September 16, 2009 > Ohlone Humane Society: Everything you never wanted to know about "pet" food
Ohlone Humane Society: Everything you never wanted to know about "pet" food
By Nancy Lyon
Just about everyone is hurting financially during these lean times. One of the hardest things to do when money is short is to know where you can safely cut back on expenses and yet not endanger the well-being of family members - and that includes the non-human members.
Recently, a number of our Special Assistance clients have asked what they should feed their animals since they have lost their jobs or had to take a pay cut. That's not an easy one to answer because it really depends on a lot of factors such as the animal's health, age, and activity level. I make no pretense at being a vet or expert in these matters... so where do you go for answers? The Internet, of course, and an information overdose.
What turned up was pretty fascinating and scary. Just as with humans, there is some pretty tasty but potentially dangerous critter junk food. Over time, poor nutrition starts causing health problems and costly vet bills; a poor saving in the long run especially if you're an animal companion depending on your people to make food choices that keep you healthy.
After delving through the huge number of links devoted to keeping our "pets" healthy, I came across a pretty informative website called TruthaboutPetFoods.com by Susan Thixton. I recommend reading the information posted there as it pulls no punches and pushes no product.
Brands you thought you could trust can carry ingredients that are not harmful. Yet some intentionally mislead by including ingredients that might not be listed on the pet food label, yet it could be in the food.
Here are some of the basics:
Additives: According to Dr. Jean Hofve, DVM and holistic vet, just about every commercial dog and cat food includes coloring agents, texturizers, drying agents and more. Even some of the vegetables in canned foods aren't real; carrots chunks and peas may just be colored wheat gluten.
Commercial pet foods, especially the less expensive ones, are colored with chemicals to make them more eye-appealing. This is because meat by-products from the slaughterhouse floor are parts condemned for human consumption but are used in many pet foods. They are doused with harmless purple dye to prevent them showing up on human tables. This is why the meat particles are bleached then re-colored to make them look "desirable."
Preservatives: To help prevent contamination, questionable chemicals additives and preservatives are often used. Among them are BHA, BHT, propyl gallate, and ethoxyquin. Ethoxyquin use is required for imported fish meal commonly used in dog and cat food but often not listed on the label. It is banned from nearly all human food products due to its cancer-causing properties.
According to Dr. Hofve, there are more expensive preservatives and many manufacturers have switched to safer ones such as Vitamin E (tocopherol), but ethoxyquin is still used in many pet foods even prescription diets. There is a natural substitute (NaturOx) but it is expensive and few companies use it.
Contamination: Most of us who have companion animals know about the contaminated wheat gluten and rice protein from China that in 2007 that made many thousands of animals ill and killed thousands more. And that's not the end of it... ingredients in pet foods can contain residue from pesticides, antibiotics and molds. Meat used from diseased or injured "downer animals" that can't be used for human consumption may contain drugs, including antibiotics and barbiturates such as pentobarbital used for euthanasia; some of these are known to pass unchanged through all the processing to create a finished pet food. Their cumulative effects are not known but of concern.
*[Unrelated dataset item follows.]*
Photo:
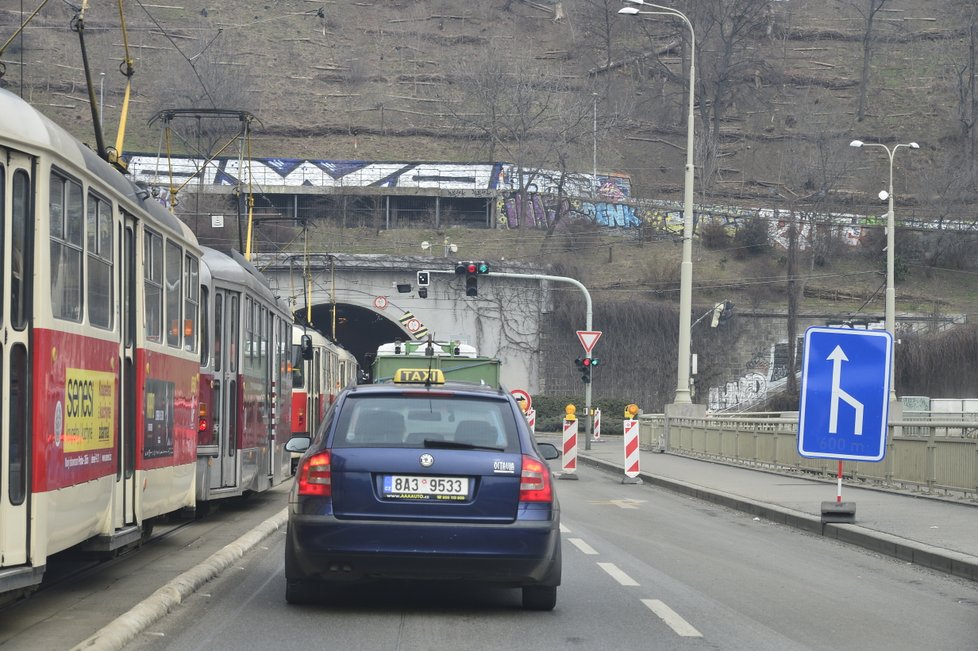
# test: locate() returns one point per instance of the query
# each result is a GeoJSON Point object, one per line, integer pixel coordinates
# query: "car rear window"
{"type": "Point", "coordinates": [422, 420]}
Recalls of food are becoming more common with contaminates ranging from plastics included to increase protein content, to toxic sewer sludge used in some states to fertilize crops. According to TruthaboutPetFood.com, and a really shocking statistic, is that crops banned for human consumption because of excessive pesticide residues can be used - without limitations - in foods intended for farmed animals and our animal companions. Think food chain! And we wonder why so many are developing cancers and other health problems.
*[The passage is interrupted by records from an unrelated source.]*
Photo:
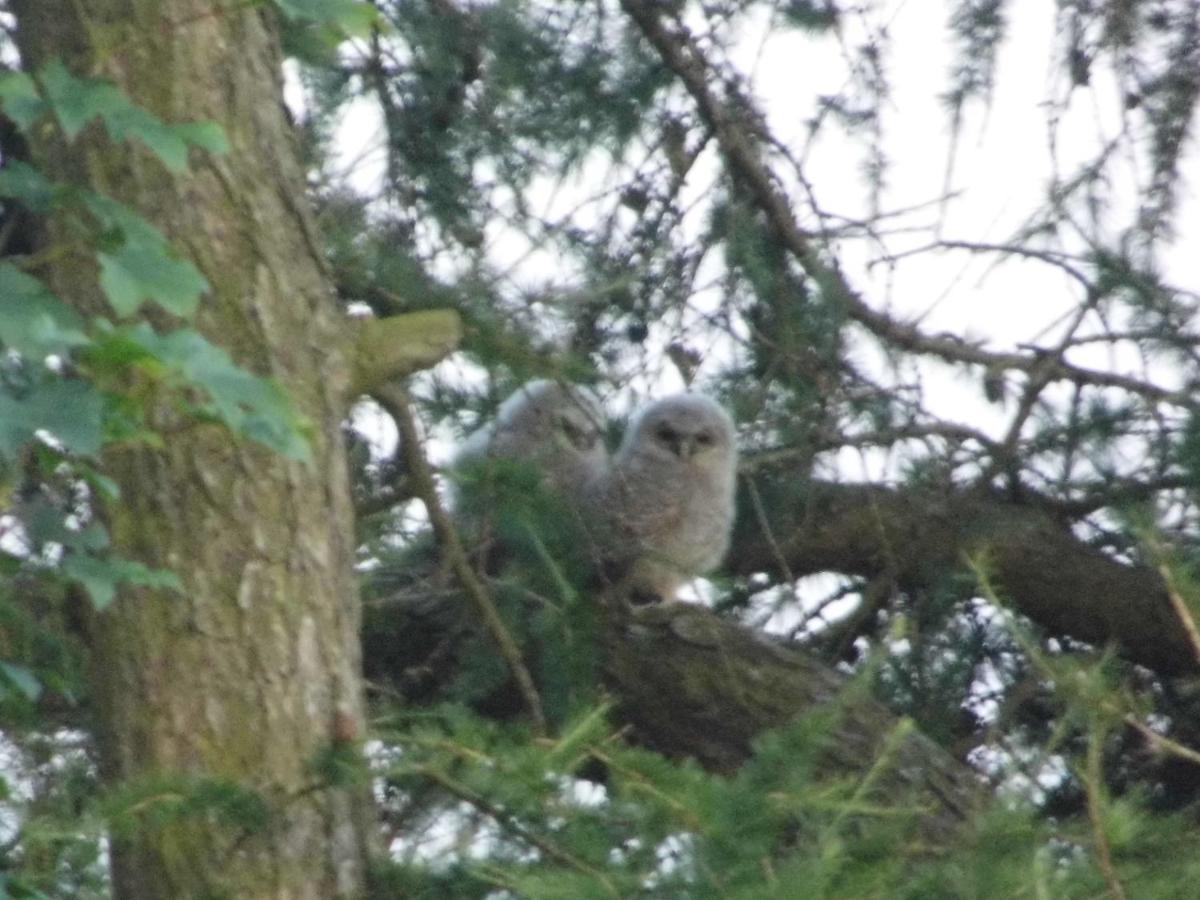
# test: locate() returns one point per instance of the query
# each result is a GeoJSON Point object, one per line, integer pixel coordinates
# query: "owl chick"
{"type": "Point", "coordinates": [555, 427]}
{"type": "Point", "coordinates": [663, 513]}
After reading all of this it was pretty difficult to know where to turn in order to find the safest foods available. Many say to do the nutritional research and make the food for your animal family . . . not a bad idea if you are so inclined and know what you are doing. Others say feed raw meat, and there may be some benefits from that, but then thoughts of salmonella and E-coli bacteria come to mind.
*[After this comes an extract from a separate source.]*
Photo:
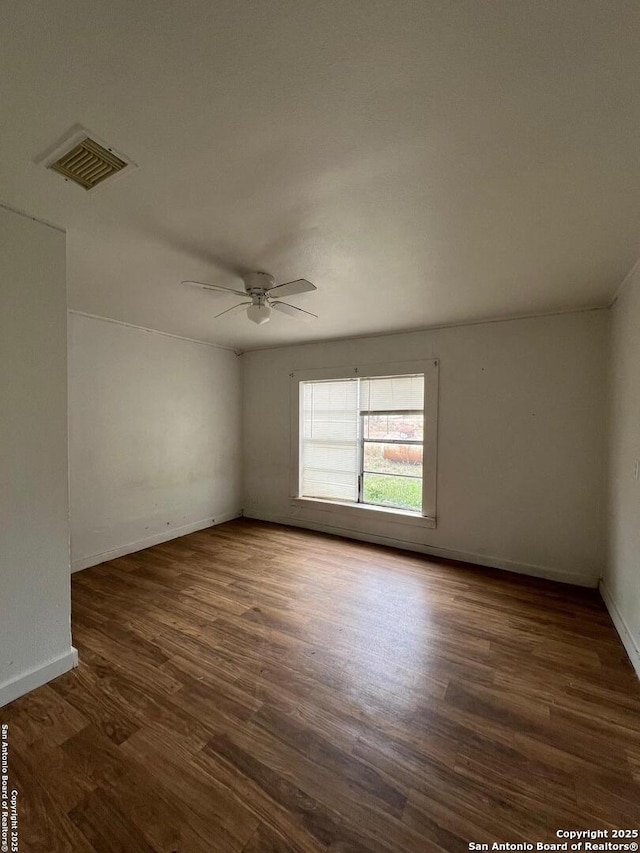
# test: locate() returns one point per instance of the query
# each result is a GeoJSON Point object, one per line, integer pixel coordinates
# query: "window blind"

If you are like many of us who have little time to create our own pet food, then the best we can do is to buy food products from the higher end manufacturers that hopefully use better quality ingredients and hope that when there is another recall, and you can bet there will be, that it won't be your brand. The bottom line is even with the higher costs foods you need to be informed and carefully check the ingredients - you may be paying for great packaging and PR and not quality.
Prevention by being informed pays off in the long run.